あまりにも氾濫する川だったので、治水工事が実施され、地下に毎時50mmの大雨が降っても逃がす設備を設置した。それから10年ほどの間には、一度も溢れ出ることはなく、ずいぶんおとなしくなったもんだなと思っていた。しかし三年前に、そうわざわざ僕がUターンして実家の隣に家を買い、家をリフォームし終わったタイミングを狙い済ましたように、溢れた。膝上まで達した水位は、どうやら排水装置の作動ミスによるものだったらしい。近隣住民は完全に虚を突かれ、新しくできたビルの地下駐車場には大量の水が流れ込んだという。
さて、今回の台風はどうなるのか。現在19時25分、史上最恐のその有り様が刻々と明らかになっていく。上陸直前で1都7県が特別警戒を出し、多摩川は二子新地付近から氾濫したという情報が流れている。今朝の8時の時点で、自家用車は少し高台に移動。そのときから思いの外強い雨が降り始めていた。とにかく上陸まで時間がかかっていた。
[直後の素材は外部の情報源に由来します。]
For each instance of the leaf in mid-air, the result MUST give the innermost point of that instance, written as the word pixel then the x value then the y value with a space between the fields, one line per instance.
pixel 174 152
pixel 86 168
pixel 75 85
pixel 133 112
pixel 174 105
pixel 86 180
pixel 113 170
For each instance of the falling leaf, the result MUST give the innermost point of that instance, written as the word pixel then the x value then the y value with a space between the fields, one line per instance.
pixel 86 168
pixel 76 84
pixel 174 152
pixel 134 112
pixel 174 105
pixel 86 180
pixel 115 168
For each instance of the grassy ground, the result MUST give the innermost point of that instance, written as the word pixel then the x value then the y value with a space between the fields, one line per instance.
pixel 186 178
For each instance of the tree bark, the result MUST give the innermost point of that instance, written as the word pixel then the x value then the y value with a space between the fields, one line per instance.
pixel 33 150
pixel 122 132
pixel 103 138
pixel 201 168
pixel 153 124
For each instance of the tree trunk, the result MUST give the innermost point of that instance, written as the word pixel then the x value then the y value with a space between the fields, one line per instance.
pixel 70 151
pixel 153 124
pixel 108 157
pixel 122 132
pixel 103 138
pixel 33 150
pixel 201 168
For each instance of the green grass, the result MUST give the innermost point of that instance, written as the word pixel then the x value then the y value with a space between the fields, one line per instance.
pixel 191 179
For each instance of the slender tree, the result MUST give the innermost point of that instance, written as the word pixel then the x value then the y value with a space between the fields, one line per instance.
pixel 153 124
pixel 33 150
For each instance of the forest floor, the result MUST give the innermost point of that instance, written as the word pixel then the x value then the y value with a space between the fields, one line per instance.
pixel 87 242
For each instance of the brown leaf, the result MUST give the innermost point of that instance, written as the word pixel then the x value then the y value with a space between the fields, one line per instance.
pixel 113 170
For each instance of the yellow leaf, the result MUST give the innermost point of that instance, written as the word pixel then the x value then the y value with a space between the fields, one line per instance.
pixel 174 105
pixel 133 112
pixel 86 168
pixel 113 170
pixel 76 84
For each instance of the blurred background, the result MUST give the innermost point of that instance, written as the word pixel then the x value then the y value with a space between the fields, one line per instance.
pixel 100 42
避難するか否か。子ども3人と妊婦をつれて、豪雨強風の中避難所まで行くか...
リアルタイムで更新される雨雲レーダーとにらめっこしながら、自宅付近の降雨量が一定以上になるかならないかを見極めようとしていた。
雨戸を締め切って、なんとなく夜が続いているような1日をすごした子どもたちだが、まぁいつもよりゼルダを長くやったり、満タンに水の入った湯船に驚いたり、雨漏りに植木鉢置いたり、不可思議な1日だったろうな。
暇だから髪を切れというカミさん。背中まで伸びていた後ろ髪をボブに、前髪もパッツンに切った。毛先がちょっとはねている。
そういえば、けっけに「ゴキブリ素手で退治したら千円な」って言っていたら、昨夜まんまと空手チョップで仕留めた。興奮した彼に、爆笑しながら千円進呈した。